Chan C C, Hikita N, Dastgheib K, Whitcup S M, Gery I, Nussenblatt R B
Laboratory of Immunology, National Eye Institute, Bethesda, MD 20892.
Ophthalmology. 1994 Jul;101(7):1275-80. doi: 10.1016/s0161-6420(94)31199-7.
To study the immunopathology of experimental melanin-protein-induced uveitis in the Lewis rat.
Rats were immunized with bovine ocular melanin protein. The kinetics of experimental melanin-protein-induced uveitis was studied by clinical examination and immunopathology. Cellular and humoral responses were evaluated by lymphocyte proliferation, delayed-type hypersensitivity, and agglutination. After clinical disease subsided, recurrent experimental uveitis was induced with a low-dose footpad injection of lipopolysaccharide.

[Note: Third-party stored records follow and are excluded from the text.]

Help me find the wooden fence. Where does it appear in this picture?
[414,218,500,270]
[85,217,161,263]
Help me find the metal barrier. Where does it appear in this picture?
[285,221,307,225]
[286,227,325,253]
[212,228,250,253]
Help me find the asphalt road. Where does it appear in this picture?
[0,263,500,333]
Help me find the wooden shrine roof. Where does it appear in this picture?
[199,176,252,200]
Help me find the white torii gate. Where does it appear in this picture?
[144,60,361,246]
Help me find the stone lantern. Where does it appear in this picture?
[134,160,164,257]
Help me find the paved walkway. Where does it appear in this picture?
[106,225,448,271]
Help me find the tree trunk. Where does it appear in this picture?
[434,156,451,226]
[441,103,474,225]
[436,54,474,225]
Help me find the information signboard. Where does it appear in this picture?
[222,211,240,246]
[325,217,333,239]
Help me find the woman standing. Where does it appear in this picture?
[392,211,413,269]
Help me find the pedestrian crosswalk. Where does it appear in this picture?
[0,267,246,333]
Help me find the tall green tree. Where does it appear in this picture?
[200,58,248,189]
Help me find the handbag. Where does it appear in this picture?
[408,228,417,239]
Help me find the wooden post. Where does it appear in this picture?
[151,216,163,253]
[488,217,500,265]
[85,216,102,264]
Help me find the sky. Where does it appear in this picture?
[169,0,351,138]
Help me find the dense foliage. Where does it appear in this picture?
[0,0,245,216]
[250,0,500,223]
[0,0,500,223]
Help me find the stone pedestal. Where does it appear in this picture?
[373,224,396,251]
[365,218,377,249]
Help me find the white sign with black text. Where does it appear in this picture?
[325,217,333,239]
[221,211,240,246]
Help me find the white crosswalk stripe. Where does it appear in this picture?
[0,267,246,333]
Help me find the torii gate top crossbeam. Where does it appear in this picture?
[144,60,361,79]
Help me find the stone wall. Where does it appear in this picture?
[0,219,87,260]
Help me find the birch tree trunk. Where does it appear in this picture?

Experimental melanin-protein-induced uveitis was characterized by bilateral uveal infiltration mainly with lymphocytes and monocytes. Delayed-type hypersensitivity, lymphocyte proliferation, and agglutination to bovine ocular melanin protein were positive. Expressions of major histocompatibility complex class II and intercellular adhesion molecule-1 were observed before ocular infiltration. The predominantly infiltrating cells were CD4+ lymphocytes. Experimental melanin-protein-induced uveitis subsided within 1 month, spontaneously recurred within 1 week in approximately one quarter of the rats, and was inducible in most rats with 5 micrograms of lipopolysaccharide confirmed by histopathology.
Experimental melanin-protein-induced uveitis is a T-cell-mediated autoimmune uveitis, resembling noninfectious recurrent iridocyclitis and choroiditis in humans.